Availability Guide for Application Design

Availability Through Process-Pairs and Monitors
Availability Guide for Application Design525637-004
7-2
When to Use Process Pairs
You can find programming guidelines for active backup process pairs in the Guardian
Programmer’s Guide. For passive backup, refer to the appropriate procedure call
descriptions in the Guardian Procedure Calls Reference Manual.
When to Use Process Pairs
If the transaction monitor and transaction management facilities will not work for your
application, you can consider writing your own process pair. The effort involved in
designing a process pair varies considerably depending on what you want to do.
The following uses for process pairs are relatively easy to design:
A process that must always run, but does not need to maintain context. Such a
process does no continual checkpointing or updating of state information in the
backup process, but simply takes over in an initialized state. (Some information,
however, might need to be copied from the primary process to the backup process
to put the backup in the initialized state.) Restart is fast because it is not necessary
to reinitialize the process state. These processes are referred to as initialized
persistent processes.
A process whose job it is to make sure that other processes are always running
and, to do so, must always be available. Such a process is often referred to as a
process-monitor pair.
A single-threaded process that performs only operations that can be tried again
when it is not known whether the first attempt succeeded, or operations that can be
made retryable by use of synchronization blocks. (Refer to Section 2, Overview of
Server and Network Fault Tolerance, for a discussion on synchronization.)
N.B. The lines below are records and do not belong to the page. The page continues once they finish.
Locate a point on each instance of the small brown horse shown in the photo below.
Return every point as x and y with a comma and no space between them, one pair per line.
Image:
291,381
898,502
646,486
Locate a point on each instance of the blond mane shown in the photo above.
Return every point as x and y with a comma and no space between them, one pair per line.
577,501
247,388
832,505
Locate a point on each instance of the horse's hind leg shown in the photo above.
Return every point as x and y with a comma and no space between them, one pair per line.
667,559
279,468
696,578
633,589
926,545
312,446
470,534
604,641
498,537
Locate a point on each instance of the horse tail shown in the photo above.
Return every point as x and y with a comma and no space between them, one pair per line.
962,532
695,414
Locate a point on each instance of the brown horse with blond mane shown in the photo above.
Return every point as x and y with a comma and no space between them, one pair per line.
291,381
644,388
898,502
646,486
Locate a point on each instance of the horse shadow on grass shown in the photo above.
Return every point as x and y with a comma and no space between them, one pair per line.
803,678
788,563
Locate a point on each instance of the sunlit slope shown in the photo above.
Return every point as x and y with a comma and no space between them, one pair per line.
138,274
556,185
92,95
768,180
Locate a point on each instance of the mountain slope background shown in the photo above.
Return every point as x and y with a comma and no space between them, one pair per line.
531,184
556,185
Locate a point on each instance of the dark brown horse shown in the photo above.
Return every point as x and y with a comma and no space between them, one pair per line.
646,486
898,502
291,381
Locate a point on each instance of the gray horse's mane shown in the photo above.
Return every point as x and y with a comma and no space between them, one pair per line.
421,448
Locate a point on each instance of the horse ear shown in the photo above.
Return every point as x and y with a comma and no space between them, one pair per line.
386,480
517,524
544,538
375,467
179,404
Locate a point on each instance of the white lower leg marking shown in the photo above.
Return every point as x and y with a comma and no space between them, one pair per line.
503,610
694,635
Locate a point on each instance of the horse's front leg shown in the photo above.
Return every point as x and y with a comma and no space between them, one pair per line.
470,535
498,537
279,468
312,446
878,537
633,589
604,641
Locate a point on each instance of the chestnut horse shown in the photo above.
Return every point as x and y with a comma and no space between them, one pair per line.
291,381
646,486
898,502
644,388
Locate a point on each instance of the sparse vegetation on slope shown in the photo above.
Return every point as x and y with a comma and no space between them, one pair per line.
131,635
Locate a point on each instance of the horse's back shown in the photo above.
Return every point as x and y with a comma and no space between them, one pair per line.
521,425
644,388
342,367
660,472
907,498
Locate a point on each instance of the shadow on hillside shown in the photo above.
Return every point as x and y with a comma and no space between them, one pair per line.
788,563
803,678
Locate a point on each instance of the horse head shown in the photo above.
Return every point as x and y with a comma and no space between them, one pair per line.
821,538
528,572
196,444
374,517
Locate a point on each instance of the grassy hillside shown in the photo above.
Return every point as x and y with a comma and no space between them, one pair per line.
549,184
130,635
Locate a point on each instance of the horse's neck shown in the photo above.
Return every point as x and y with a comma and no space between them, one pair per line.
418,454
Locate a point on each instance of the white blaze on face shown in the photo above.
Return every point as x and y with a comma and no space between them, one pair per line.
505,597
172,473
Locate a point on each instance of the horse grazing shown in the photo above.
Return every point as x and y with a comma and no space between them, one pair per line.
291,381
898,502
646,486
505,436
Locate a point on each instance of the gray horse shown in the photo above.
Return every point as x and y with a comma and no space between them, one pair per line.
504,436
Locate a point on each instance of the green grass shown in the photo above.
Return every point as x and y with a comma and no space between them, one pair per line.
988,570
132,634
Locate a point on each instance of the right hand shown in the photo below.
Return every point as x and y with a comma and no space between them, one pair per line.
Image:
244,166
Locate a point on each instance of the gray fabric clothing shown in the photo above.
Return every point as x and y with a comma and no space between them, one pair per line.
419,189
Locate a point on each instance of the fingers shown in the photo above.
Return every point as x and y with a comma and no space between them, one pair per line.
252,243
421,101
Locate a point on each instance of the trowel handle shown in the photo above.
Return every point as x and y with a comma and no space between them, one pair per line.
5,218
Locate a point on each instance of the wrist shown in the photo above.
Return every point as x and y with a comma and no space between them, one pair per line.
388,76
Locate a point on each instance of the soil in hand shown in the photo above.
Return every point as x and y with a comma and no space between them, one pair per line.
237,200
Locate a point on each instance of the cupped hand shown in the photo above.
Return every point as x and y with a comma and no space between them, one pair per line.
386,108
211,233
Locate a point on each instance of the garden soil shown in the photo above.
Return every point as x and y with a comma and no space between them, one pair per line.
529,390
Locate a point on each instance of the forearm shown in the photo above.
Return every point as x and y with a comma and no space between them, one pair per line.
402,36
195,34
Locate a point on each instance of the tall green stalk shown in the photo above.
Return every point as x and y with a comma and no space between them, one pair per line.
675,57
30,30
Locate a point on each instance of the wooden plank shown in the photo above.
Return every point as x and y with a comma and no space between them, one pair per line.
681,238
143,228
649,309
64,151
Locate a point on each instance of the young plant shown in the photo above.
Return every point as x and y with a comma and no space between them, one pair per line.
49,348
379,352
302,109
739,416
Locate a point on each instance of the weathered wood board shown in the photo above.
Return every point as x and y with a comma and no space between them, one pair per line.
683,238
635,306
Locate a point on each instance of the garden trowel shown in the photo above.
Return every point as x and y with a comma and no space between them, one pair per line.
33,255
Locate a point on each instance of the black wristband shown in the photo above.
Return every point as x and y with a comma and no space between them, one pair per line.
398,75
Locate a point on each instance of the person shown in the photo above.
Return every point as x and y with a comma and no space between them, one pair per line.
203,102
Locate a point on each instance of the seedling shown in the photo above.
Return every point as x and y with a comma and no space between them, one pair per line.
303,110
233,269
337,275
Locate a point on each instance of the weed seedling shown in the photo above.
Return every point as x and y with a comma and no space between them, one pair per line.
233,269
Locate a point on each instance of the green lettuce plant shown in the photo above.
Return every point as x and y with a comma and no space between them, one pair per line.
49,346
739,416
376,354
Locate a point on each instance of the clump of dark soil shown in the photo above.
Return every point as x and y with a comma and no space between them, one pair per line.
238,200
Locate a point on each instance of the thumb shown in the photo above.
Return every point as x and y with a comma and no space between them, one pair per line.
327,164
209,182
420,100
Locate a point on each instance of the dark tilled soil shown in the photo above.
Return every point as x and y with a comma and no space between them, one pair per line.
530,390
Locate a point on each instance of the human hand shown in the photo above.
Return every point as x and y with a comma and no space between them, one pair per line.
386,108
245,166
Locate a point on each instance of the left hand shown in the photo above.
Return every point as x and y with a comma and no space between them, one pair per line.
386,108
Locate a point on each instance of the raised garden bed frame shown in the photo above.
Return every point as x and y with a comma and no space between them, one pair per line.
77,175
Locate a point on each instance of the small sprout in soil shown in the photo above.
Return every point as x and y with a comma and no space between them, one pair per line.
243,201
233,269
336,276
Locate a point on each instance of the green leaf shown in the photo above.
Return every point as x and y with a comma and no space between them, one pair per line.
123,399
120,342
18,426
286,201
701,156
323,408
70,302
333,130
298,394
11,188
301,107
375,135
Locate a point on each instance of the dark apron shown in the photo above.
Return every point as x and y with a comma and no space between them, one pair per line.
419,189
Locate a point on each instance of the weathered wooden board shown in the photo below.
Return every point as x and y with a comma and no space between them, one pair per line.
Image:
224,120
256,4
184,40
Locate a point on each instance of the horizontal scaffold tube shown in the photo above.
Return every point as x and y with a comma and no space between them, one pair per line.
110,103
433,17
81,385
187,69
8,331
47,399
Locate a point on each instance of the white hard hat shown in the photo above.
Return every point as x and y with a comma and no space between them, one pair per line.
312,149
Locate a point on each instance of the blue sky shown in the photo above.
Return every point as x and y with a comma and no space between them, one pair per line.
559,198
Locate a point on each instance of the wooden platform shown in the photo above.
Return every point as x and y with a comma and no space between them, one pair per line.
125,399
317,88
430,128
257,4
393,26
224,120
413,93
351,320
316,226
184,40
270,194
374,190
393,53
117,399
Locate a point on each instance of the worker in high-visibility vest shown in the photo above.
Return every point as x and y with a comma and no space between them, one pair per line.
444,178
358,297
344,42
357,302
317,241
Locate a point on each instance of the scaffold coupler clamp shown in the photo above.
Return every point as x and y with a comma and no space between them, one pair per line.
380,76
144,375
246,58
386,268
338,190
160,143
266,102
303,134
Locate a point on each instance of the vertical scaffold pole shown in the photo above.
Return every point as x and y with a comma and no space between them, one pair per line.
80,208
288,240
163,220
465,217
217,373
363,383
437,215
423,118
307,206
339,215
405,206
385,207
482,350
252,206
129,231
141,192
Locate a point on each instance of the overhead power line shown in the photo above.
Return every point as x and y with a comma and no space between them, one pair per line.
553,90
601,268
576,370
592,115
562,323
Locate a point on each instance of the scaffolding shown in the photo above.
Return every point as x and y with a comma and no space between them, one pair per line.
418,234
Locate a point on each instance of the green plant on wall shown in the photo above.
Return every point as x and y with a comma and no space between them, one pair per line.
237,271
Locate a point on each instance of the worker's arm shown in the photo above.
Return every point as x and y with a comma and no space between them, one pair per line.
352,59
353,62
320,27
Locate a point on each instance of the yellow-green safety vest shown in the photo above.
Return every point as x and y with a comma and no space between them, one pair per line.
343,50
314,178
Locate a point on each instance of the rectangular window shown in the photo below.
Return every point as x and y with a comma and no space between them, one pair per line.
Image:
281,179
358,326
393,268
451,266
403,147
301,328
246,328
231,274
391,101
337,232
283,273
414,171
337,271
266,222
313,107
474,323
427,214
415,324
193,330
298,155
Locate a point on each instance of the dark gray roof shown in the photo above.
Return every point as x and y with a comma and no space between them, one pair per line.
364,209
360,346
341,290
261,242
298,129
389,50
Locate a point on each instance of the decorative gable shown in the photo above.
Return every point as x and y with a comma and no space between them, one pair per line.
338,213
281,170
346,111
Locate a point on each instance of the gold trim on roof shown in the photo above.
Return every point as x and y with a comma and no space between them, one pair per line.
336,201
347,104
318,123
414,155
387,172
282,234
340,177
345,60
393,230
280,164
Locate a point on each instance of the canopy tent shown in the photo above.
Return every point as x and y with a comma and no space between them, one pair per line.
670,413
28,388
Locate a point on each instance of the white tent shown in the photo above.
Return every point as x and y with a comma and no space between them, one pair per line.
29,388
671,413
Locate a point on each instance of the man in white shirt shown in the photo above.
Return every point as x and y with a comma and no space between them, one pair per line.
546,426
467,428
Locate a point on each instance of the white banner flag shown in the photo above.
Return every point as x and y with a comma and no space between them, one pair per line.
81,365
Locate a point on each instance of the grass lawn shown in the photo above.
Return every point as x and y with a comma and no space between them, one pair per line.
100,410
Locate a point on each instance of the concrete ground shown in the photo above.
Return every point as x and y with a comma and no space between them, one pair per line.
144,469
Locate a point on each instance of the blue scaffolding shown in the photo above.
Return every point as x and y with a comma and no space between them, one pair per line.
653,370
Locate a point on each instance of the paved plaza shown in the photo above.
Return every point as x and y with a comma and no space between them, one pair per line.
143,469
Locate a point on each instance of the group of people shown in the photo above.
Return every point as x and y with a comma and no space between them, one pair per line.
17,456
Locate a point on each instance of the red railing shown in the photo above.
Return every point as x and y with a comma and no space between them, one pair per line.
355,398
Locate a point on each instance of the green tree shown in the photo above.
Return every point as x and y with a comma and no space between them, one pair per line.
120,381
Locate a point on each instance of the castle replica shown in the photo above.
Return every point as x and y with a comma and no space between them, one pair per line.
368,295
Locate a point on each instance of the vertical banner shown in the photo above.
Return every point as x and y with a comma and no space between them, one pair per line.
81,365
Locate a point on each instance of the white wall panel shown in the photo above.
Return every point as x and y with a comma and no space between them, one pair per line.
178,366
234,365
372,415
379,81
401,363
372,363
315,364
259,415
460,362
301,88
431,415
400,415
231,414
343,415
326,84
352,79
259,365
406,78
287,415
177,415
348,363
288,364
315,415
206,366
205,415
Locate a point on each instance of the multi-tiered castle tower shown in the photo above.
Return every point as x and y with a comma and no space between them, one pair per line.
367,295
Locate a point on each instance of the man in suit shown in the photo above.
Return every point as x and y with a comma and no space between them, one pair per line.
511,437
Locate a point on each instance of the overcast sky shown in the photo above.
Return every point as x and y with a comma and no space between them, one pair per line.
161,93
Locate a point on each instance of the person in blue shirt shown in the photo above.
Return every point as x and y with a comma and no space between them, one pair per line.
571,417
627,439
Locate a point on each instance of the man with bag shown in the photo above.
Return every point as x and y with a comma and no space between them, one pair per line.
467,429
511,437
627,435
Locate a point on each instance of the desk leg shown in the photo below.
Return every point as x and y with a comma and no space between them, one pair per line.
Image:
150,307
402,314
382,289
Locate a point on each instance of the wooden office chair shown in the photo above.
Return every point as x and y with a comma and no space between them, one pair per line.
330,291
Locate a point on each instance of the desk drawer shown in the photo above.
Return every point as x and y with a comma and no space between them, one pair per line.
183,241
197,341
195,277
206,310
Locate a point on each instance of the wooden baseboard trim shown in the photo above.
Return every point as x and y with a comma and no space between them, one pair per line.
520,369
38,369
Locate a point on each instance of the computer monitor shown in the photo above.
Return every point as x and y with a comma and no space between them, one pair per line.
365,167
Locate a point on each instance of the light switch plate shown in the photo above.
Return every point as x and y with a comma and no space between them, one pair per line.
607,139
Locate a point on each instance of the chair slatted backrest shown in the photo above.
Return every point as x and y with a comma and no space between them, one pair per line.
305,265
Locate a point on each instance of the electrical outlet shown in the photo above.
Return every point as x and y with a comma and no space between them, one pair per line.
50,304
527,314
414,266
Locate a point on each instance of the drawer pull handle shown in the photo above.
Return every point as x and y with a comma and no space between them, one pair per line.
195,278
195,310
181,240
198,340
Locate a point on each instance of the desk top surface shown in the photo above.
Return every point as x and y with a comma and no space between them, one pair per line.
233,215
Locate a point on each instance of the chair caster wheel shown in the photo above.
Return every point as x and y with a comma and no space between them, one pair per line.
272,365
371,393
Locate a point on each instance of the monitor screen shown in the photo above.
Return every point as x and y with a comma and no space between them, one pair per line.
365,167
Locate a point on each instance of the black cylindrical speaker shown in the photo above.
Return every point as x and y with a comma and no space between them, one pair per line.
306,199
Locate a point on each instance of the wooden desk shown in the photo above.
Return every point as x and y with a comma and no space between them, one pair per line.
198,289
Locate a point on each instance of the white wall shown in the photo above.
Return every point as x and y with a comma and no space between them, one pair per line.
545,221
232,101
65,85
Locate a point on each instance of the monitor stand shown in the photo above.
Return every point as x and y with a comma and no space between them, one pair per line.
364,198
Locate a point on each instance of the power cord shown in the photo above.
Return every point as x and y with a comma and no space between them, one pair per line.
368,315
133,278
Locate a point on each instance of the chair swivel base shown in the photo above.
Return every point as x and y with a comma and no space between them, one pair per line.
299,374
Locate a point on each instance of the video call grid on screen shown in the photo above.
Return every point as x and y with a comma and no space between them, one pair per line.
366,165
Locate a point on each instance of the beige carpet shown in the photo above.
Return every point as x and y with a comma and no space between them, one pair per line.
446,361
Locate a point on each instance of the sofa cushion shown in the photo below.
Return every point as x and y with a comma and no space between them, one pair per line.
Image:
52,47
Processes that access data in Enscribe data files are a good example.
Other, more complex designs are also possible. Be aware, however, that such designs
can be very difficult to program and test and often require a level of skill equivalent to
that of a systems programmer. Such designs include:
Multithreaded processes, especially those that share resources. These designs get
complex when shared resource information gets checkpointed or updated in the
backup process.
Subsystems that do not support synchronization blocks; in other words, there is no
mechanism for making operations retryable. Most communications subsystems fall
into this category.
Applications that require a lot of cleanup after takeover. Such cleanup includes
figuring out what other threads were doing when the primary process failed; rolling
back nonretryable operations, establishing which nowait I/O operations were still
pending in other threads of the primary process, and so on.